Das Zeitungswesen ist mit der Unabhängigkeit des Landes aufgekommen. Die ersten Blätter, welche polit. Nachrichten brachten, erschienen in Amsterdam und Leiden im Anfang des 17. Jahrh. Die ersten derartigen Blätter aber, welche periodisch erschienen, wurden in Amsterdam seit 25. April 1627 von Broer Jansz herausgegeben. Am 3. Jan. 1655 wurde die «Oprechte Haarlemsche Courant» errichtet, welche bis jetzt noch besteht und sich sogar nach starkem Zurückgang wieder erholt hat; sie nimmt den Tagesfragen gegenüber eine neutrale Stellung ein. Des größten Ansehens erfreute sich im vorigen Jahrhundert die französisch geschriebene, 1677 errichtete sog. «Gazette de Leide», welche seit 1723 von der eingewanderten franz. Hugenottenfamilie Lusac redigiert wurde; 1809 ist sie eingegangen. Den größten Aufschwung verdankt das Zeitungswesen der Aufhebung des Zeitungsstempels (1869). – In Niederländisch-Ostindien giebt es etwa 20 Zeitungen. Die bedeutendsten sind «Het Bataviasche Nieuwsblad», «Het Bataviasche Handelsblad», welche in Batavia, und «De Javabode», welche in Samarang erscheint.

Litteratur zur Geographie und Statistik. D’Amicis, Nederland en zijne bewoners (2. Aufl., Leid. 1877); J. Heemskerk, De Praktijk onzer Grondwet (2 Tle., Utrecht 1881); Rijkens, Aardrijkskunde van Nederland (8. Aufl., Groning. 1888); Penck, Die N., Belgien und Luxemburg (in Kirchhoffs «Länderkunde von Europa», Bd. 2, Wien 1889); Blink, Nederland en zijne bewoners (Amsterd. 1889 fg.); J. Oppenheim, Handboek voor de beoefening van het nederl. Gemeenterecht (5. Aufl., Groning. 1890); N. G. Pierson, Leerboek der Staathuishoudkunde (Haarl. 1890); J. P. Sprenger van Eyk, De Rijks- en gemeentebelastingen in Nederland (Haag 1891); Schuiling, Aardrijkskunde van Nederland (3. Aufl., Zwolle 1891); Jaarcijfers over 1892 en vorige jaarn (Amsterdam); Baedeker, Belgien und Holland (20. Aufl., Lpz. 1894).
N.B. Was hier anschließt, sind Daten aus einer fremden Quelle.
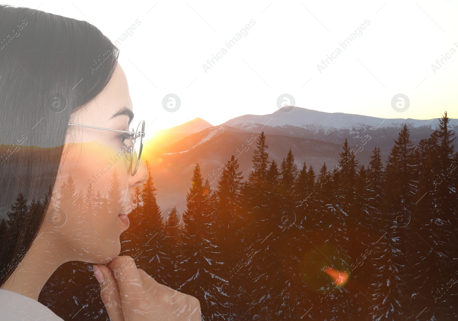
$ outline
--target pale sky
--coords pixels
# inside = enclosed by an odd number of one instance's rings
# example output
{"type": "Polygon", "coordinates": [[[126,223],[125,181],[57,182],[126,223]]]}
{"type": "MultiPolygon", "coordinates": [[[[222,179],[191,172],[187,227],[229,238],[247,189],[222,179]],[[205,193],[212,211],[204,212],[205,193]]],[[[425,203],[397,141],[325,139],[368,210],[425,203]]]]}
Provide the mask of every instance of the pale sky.
{"type": "Polygon", "coordinates": [[[147,131],[196,117],[218,125],[270,114],[284,93],[295,106],[328,112],[421,120],[447,110],[458,118],[458,52],[450,53],[458,50],[455,1],[8,4],[87,20],[113,42],[137,21],[118,46],[119,61],[129,82],[134,123],[145,119],[151,124],[147,131]],[[365,21],[365,28],[355,32],[365,21]],[[241,32],[246,24],[250,29],[241,32]],[[229,49],[225,43],[239,33],[245,35],[229,49]],[[352,33],[360,35],[343,49],[339,43],[352,33]],[[223,48],[227,52],[220,53],[223,48]],[[333,53],[337,48],[339,54],[333,53]],[[337,58],[320,73],[317,65],[328,55],[337,58]],[[443,55],[449,58],[437,65],[443,55]],[[213,56],[220,58],[206,72],[202,65],[213,56]],[[433,64],[440,67],[435,72],[433,64]],[[181,100],[174,112],[163,107],[171,93],[181,100]],[[399,93],[410,100],[403,112],[392,107],[399,93]]]}

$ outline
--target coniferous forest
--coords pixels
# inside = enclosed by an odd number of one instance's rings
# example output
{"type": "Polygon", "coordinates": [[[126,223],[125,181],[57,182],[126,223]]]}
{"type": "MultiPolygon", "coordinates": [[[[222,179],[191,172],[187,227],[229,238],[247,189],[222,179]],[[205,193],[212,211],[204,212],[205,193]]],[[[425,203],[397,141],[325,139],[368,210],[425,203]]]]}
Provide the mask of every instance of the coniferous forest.
{"type": "MultiPolygon", "coordinates": [[[[375,147],[360,163],[346,140],[338,163],[320,169],[291,149],[281,163],[269,159],[262,132],[251,173],[233,154],[213,189],[196,163],[186,210],[165,221],[150,174],[134,190],[120,255],[196,297],[206,321],[457,320],[458,157],[448,121],[445,113],[416,145],[404,125],[386,162],[375,147]]],[[[76,210],[119,210],[115,174],[111,184],[108,198],[89,186],[76,210]]],[[[58,202],[80,195],[71,178],[63,189],[58,202]]],[[[20,194],[0,238],[40,202],[20,194]]],[[[64,320],[109,320],[92,267],[61,266],[39,300],[64,320]]]]}

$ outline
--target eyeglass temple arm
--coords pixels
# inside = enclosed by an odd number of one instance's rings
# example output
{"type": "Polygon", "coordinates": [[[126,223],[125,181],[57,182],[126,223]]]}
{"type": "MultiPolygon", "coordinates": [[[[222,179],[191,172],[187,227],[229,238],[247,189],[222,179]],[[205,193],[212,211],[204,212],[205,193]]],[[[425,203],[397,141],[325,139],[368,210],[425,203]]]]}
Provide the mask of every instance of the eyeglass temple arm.
{"type": "Polygon", "coordinates": [[[140,132],[136,132],[135,131],[118,131],[117,129],[111,129],[111,128],[104,128],[101,127],[94,127],[93,126],[87,126],[87,125],[80,125],[77,124],[70,124],[68,123],[69,125],[72,125],[73,126],[79,126],[80,127],[87,127],[90,128],[96,128],[97,129],[103,129],[105,131],[117,131],[118,133],[129,133],[129,134],[136,134],[137,135],[139,135],[142,137],[145,137],[145,133],[140,133],[140,132]]]}

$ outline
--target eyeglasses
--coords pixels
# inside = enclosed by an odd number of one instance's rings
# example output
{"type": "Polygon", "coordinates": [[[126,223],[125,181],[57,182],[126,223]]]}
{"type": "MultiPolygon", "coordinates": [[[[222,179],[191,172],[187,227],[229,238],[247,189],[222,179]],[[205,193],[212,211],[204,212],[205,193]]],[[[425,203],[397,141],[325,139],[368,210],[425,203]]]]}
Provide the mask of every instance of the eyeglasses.
{"type": "Polygon", "coordinates": [[[127,135],[128,137],[124,141],[124,145],[126,147],[128,147],[125,156],[128,160],[130,161],[131,174],[132,176],[135,175],[137,170],[138,169],[138,167],[140,166],[140,160],[142,157],[142,151],[143,150],[143,139],[145,137],[144,120],[142,120],[138,124],[136,131],[134,131],[133,127],[132,127],[132,131],[118,131],[111,128],[104,128],[100,127],[94,127],[93,126],[80,125],[77,124],[69,123],[68,125],[73,126],[88,127],[89,128],[103,129],[105,131],[117,131],[119,133],[130,134],[130,135],[127,135]],[[125,142],[126,141],[127,141],[127,144],[125,142]]]}

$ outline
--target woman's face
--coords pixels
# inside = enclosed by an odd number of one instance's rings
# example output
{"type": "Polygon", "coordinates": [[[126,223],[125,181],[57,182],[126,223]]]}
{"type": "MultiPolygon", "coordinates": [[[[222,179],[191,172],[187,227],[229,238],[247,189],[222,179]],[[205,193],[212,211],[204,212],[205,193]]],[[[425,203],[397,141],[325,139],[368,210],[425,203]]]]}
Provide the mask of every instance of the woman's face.
{"type": "MultiPolygon", "coordinates": [[[[105,90],[72,114],[70,122],[119,131],[134,127],[135,131],[139,120],[130,124],[132,110],[125,75],[118,64],[105,90]]],[[[131,175],[123,135],[69,126],[44,226],[55,250],[66,260],[103,263],[119,254],[120,235],[129,224],[120,215],[131,210],[132,191],[148,176],[142,161],[135,175],[131,175]]]]}

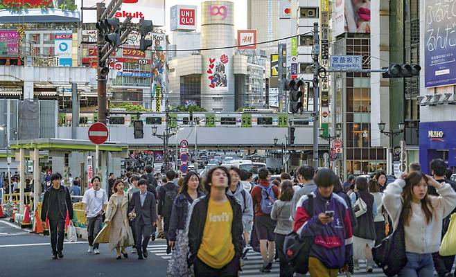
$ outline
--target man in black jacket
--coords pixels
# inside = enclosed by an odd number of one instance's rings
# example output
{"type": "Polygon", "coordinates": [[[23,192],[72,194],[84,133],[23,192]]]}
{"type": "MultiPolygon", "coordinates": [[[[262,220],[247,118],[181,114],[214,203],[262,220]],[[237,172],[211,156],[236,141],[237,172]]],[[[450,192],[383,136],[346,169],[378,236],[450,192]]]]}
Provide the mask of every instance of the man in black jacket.
{"type": "Polygon", "coordinates": [[[236,198],[226,194],[229,184],[225,168],[211,169],[204,183],[209,194],[195,200],[188,211],[186,231],[195,276],[238,276],[243,244],[242,211],[236,198]],[[230,236],[231,240],[227,239],[230,236]]]}
{"type": "Polygon", "coordinates": [[[148,257],[147,244],[150,240],[152,226],[157,221],[157,202],[152,193],[147,191],[147,180],[141,179],[138,182],[139,191],[133,193],[128,204],[128,215],[131,215],[133,210],[136,217],[133,222],[136,233],[136,247],[138,251],[138,260],[143,260],[143,256],[148,257]],[[141,242],[141,238],[142,240],[141,242]]]}
{"type": "Polygon", "coordinates": [[[63,258],[63,238],[65,232],[67,212],[70,220],[73,219],[73,206],[68,189],[60,186],[60,175],[54,173],[51,177],[52,186],[46,191],[41,210],[41,221],[46,229],[46,217],[49,220],[52,258],[63,258]]]}
{"type": "Polygon", "coordinates": [[[166,172],[166,184],[161,186],[158,190],[158,219],[159,220],[163,219],[163,233],[168,244],[167,253],[171,252],[171,248],[168,243],[168,230],[169,230],[173,203],[179,193],[179,187],[173,182],[175,177],[176,173],[174,170],[168,170],[166,172]]]}

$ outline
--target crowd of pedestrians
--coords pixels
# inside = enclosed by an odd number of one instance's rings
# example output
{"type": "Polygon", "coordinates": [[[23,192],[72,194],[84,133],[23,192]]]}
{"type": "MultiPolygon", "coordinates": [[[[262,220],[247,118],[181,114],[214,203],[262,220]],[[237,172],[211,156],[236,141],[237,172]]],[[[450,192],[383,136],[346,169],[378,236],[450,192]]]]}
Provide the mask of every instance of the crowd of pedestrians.
{"type": "MultiPolygon", "coordinates": [[[[372,272],[377,267],[373,249],[403,229],[406,262],[399,276],[430,277],[435,270],[453,276],[455,257],[439,250],[443,235],[456,231],[449,224],[456,212],[456,184],[446,176],[444,161],[435,159],[430,168],[432,176],[414,163],[390,184],[382,170],[369,178],[351,175],[342,184],[331,169],[310,166],[275,180],[260,168],[257,182],[252,172],[236,167],[214,167],[200,179],[194,172],[179,178],[172,170],[162,178],[146,166],[143,175],[111,175],[109,192],[95,177],[82,201],[89,251],[99,253],[98,244],[109,243],[121,260],[132,246],[142,260],[158,233],[172,253],[169,276],[237,276],[253,249],[261,255],[259,271],[270,272],[278,260],[280,276],[289,277],[297,271],[287,242],[295,234],[311,242],[300,253],[308,256],[302,265],[310,276],[349,276],[364,262],[372,272]]],[[[72,215],[60,179],[51,177],[42,213],[51,224],[53,258],[63,257],[62,230],[67,211],[72,215]]]]}

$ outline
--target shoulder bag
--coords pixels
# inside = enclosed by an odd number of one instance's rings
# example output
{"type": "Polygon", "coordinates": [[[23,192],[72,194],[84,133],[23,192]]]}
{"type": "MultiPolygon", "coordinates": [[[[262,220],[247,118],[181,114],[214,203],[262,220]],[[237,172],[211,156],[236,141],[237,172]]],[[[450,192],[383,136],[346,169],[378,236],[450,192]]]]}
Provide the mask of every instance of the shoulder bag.
{"type": "Polygon", "coordinates": [[[393,233],[384,238],[379,245],[372,249],[372,256],[375,262],[387,276],[396,276],[407,265],[402,213],[397,228],[393,233]]]}

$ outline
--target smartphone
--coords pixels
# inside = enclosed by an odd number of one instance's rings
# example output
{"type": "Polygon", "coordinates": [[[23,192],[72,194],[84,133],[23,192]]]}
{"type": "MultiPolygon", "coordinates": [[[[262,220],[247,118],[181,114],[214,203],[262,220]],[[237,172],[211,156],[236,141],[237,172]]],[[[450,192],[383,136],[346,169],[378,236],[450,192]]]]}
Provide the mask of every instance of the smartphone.
{"type": "Polygon", "coordinates": [[[332,217],[334,215],[334,211],[326,211],[324,212],[326,216],[332,217]]]}

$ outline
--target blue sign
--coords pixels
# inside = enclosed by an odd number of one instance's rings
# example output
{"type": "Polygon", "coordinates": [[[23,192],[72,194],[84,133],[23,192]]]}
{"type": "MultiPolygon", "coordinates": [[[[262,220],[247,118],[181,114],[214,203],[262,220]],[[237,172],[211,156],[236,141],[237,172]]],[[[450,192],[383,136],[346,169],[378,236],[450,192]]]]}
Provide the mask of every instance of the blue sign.
{"type": "Polygon", "coordinates": [[[456,84],[456,2],[425,1],[424,86],[456,84]]]}
{"type": "Polygon", "coordinates": [[[330,64],[332,69],[362,69],[362,56],[331,56],[330,64]]]}
{"type": "Polygon", "coordinates": [[[152,78],[152,73],[146,73],[143,72],[117,72],[117,76],[121,77],[141,77],[141,78],[152,78]]]}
Geschichte. Die N. waren zu Cäsars Zeiten größtenteils von german. Völkerschaften bewohnt. So hatten die Bataver (s. d.) und Caninefaten das Land zwischen dem Rhein, der Waal und der Maas inne, während die ebenfalls german. Friesen mehr nördlich an der Seeküste wohnten. Im 5. Jahrh. geschieht nur noch dreier Nationen Erwähnung, der Franken im Süden, der Friesen im Norden, der Sachsen im Osten. Die beiden letztern wurden von den erstern unterjocht, und alle drei gehörten zum Reiche Karls d. Gr. Nach mehrern Teilungen dieses Reichs kam zuletzt im Vertrag zu Mersen 870 das Reich Lothars Ⅱ. (Lothringen und Friesland), das auch alle niederländ. Gebiete außer dem spätern Westflandern und Artois umfaßte, großenteils an das östl. Reich (Deutschland). Nur auf kurze Zeit 911‒924 hielt Lothringen zu Frankreich. Unter Einfluß des Lehnswesens bildeten sich hier wie überall viele fast unabhängige Fürstentümer, so in Südniederland das Herzogtum Brabant und die Grafschaft Flandern; in Nordniederland die Grafschaft Geldern (später Herzogtum), die Grafschaft Holland und Seeland und das Stift Utrecht. Die Vereinigung aller dieser Länder gelang im 14. und 15. Jahrh. den burgund. Herzögen aus dem Hause Valois und deren Erben aus dem Hause Habsburg, in dessen Besitz sie durch die Vermählung der burgund. Prinzessin Maria (s. d.) mit dem spätern Kaiser Maximilian Ⅰ. 1477 kamen. (S. Burgund, Geschichte.)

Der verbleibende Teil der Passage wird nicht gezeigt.